Reformation of Oklahoma‘s complex and extensive tax credit system has begun. It will take the tenacity of a great leader to see this through.
“Let the battle begin,” state Rep. David Dank said last week after the final meeting of the Task Force on State Tax Credits and Economic Incentives that Dank chaired. He paraphrased the Churchill line of “Now this is not the end. It is not even the beginning of the end. But it is, perhaps, the end of the beginning.”
Many battles remain. The state won’t cede all tax credits, which combined are costing at least $500 million a year by some estimates. Most credits and exemptions come with constituencies who like them. Never, never, never think they will go away. They will fight to keep credits with all the toil and sweat they can muster. Perhaps some blood and tears as well.
Bring it on, Dank indicated. “Starting right now,” he said, “the only lobbyist that matters is the taxpayer.”
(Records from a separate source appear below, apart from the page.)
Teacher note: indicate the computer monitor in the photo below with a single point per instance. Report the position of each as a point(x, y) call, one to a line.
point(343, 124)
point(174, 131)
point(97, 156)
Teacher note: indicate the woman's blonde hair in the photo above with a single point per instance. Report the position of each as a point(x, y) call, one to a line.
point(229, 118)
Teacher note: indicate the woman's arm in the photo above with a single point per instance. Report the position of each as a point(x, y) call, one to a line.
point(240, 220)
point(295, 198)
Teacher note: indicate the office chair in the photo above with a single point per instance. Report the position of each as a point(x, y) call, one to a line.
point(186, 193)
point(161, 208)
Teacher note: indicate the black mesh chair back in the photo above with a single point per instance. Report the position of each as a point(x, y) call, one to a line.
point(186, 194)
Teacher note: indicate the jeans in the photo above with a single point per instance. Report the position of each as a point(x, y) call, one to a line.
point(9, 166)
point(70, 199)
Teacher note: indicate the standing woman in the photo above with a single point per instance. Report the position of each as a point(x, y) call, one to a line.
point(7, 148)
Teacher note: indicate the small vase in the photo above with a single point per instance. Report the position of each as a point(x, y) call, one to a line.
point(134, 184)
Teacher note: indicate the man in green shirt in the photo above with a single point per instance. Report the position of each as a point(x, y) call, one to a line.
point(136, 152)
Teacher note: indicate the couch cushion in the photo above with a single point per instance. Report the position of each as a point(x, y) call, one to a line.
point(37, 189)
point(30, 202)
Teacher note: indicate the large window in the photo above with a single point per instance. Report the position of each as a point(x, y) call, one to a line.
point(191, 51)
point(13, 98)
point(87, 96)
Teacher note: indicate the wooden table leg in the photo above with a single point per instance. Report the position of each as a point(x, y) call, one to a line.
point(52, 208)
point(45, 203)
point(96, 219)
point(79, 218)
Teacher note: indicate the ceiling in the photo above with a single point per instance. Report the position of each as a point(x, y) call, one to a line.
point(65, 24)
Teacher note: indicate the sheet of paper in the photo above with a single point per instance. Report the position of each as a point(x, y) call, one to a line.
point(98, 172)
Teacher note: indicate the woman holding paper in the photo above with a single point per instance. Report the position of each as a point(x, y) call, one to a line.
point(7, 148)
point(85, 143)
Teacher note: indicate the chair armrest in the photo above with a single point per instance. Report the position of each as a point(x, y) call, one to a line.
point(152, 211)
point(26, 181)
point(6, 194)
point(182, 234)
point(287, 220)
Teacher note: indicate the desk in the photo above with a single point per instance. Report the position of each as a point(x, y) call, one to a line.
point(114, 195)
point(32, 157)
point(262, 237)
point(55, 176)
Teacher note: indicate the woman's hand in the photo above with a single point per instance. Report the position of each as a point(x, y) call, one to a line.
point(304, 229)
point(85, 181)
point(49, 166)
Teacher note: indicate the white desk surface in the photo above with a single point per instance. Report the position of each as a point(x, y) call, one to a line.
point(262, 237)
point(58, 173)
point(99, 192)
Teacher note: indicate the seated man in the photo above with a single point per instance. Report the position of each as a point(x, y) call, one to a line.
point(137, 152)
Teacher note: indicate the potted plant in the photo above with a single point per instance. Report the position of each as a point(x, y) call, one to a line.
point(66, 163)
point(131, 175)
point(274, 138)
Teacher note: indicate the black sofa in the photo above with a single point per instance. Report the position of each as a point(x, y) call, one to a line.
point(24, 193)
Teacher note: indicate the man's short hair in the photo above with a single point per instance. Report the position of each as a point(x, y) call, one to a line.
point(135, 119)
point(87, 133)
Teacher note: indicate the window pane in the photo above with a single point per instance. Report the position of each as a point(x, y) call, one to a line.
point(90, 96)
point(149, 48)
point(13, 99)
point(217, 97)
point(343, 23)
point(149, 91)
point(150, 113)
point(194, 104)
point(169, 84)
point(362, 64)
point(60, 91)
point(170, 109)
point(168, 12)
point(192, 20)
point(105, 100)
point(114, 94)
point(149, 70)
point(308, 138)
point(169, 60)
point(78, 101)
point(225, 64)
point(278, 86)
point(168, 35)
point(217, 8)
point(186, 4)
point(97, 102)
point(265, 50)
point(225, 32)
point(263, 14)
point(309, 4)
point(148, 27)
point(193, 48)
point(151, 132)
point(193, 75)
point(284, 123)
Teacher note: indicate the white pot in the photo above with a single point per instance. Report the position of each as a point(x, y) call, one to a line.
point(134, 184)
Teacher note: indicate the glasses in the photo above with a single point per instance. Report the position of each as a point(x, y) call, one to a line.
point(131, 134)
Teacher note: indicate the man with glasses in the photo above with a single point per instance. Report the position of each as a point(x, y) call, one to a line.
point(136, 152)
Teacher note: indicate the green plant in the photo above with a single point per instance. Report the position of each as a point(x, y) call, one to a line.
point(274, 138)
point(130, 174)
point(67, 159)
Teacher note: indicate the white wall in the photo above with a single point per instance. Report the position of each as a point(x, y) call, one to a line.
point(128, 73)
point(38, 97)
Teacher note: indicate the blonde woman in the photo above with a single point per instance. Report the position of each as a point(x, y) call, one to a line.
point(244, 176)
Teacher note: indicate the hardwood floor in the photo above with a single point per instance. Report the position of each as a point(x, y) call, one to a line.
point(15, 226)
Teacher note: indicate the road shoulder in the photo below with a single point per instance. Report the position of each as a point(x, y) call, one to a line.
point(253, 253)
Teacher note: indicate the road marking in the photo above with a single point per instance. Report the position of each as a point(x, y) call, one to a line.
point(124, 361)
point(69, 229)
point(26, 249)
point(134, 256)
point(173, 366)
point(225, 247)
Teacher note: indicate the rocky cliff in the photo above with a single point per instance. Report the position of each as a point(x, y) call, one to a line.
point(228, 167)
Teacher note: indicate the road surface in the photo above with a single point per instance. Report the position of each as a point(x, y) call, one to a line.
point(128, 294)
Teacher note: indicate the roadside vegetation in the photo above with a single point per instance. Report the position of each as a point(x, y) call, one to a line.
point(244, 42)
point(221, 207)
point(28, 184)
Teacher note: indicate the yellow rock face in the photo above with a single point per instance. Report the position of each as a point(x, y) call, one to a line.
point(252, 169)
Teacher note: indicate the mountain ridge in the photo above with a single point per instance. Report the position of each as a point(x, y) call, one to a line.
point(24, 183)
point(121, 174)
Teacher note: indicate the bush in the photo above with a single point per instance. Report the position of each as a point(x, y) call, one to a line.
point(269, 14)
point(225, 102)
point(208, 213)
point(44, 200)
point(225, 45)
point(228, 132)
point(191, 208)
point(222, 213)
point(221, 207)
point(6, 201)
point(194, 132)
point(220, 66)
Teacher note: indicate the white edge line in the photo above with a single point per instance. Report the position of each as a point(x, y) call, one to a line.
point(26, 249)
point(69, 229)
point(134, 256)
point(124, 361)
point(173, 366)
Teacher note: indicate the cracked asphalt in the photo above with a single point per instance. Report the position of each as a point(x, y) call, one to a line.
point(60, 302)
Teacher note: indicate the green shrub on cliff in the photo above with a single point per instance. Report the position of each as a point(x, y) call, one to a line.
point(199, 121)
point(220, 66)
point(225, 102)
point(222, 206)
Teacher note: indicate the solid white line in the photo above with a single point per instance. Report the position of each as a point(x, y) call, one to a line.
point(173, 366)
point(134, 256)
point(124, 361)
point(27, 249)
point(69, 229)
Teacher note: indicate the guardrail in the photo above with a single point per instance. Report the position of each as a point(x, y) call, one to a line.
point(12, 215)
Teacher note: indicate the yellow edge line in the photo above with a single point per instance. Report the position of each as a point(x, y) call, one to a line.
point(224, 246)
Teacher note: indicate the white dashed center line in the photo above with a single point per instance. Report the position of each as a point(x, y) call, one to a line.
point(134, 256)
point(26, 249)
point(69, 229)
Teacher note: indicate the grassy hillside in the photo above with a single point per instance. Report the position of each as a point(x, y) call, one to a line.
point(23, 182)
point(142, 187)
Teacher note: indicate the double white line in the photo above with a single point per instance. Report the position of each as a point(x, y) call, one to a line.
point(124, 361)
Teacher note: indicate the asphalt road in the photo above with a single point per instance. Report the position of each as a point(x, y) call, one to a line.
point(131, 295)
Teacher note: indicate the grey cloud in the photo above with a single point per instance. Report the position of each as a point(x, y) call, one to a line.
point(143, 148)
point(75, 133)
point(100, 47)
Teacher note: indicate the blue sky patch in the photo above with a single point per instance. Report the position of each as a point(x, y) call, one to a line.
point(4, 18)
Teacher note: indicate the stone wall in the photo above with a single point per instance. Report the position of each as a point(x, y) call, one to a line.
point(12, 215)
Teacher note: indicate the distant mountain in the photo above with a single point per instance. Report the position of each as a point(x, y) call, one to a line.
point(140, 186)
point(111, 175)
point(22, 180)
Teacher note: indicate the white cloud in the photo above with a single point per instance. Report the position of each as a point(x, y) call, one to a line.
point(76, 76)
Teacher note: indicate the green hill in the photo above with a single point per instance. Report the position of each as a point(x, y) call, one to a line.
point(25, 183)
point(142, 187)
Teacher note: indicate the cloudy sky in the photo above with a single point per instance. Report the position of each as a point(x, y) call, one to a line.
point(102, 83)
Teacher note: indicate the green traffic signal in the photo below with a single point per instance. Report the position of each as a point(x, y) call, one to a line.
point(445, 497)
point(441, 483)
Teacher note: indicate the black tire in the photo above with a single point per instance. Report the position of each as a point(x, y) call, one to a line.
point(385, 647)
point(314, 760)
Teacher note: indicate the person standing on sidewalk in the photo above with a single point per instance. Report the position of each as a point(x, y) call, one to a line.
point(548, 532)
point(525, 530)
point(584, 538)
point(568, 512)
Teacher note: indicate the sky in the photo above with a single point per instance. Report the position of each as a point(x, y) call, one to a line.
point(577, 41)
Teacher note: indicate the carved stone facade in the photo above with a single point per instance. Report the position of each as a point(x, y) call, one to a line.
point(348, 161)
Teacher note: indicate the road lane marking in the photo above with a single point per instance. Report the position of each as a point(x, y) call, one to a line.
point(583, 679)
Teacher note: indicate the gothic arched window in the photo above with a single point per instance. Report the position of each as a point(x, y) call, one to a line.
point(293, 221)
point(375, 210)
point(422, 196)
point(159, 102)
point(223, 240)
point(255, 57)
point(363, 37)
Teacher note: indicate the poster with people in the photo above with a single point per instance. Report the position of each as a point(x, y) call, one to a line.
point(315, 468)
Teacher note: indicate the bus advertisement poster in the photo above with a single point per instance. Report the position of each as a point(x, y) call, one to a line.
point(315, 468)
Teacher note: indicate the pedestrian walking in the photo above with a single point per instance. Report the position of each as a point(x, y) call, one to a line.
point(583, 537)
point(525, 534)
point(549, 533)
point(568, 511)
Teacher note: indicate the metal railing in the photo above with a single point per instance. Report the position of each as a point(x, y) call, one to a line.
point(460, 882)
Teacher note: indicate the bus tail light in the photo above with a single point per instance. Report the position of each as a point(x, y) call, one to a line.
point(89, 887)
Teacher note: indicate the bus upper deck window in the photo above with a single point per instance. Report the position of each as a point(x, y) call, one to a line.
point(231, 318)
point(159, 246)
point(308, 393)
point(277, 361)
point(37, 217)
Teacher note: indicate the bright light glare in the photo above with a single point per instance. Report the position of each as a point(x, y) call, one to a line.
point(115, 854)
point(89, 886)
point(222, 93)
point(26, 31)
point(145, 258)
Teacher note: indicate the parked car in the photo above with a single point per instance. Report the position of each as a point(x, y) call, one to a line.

Of course, most of the state’s credits and exemptions benefit most taxpayers in some way. Dank, R-Oklahoma City, seems ready for a fight nevertheless. His detractors will claim that the big guns won’t be aimed at behemoths such as the Quality Jobs Program or the oil and gas drilling credits. Class warfare will thus join the battle, but this effort will likely affect the 1 percent and the 99 percent, for good or for ill.
So the end of the beginning has come. The task force wants to end the practice of transferring tax credits. It wants greater scrutiny of job incentives programs and improved transparency. These are laudable goals. But much work remains to be done. If this results in elimination of only easy targets, the task force — part of a continuum of debate on this contentious issue — will have produced little more than previous efforts.
This is no ordinary time. The state has been hurting for revenue. Raising taxes is difficult and the Republicans who control state government want to cut taxes, not raise them. An alternative is to raise revenue by eliminating credits.
Dank has little more than a month to prepare a battle plan for the legislative session that begins in February. “I plan personally on being noisy about it,” he said, affecting a Churchillian determination. One proposal is a moratorium on all credits, which would then be released from abeyance status, one by one, after thorough review.
The task force and its chairman deserve high praise for their work. Despite all the hours they’ve put in, this truly is only the beginning. To never, never, never give up will take all the resolve they can muster. But they’ve already done much to get a grasp on a complicated topic. Another Churchill quote comes to mind:
“Out of intense complexities, intense simplicities emerge.”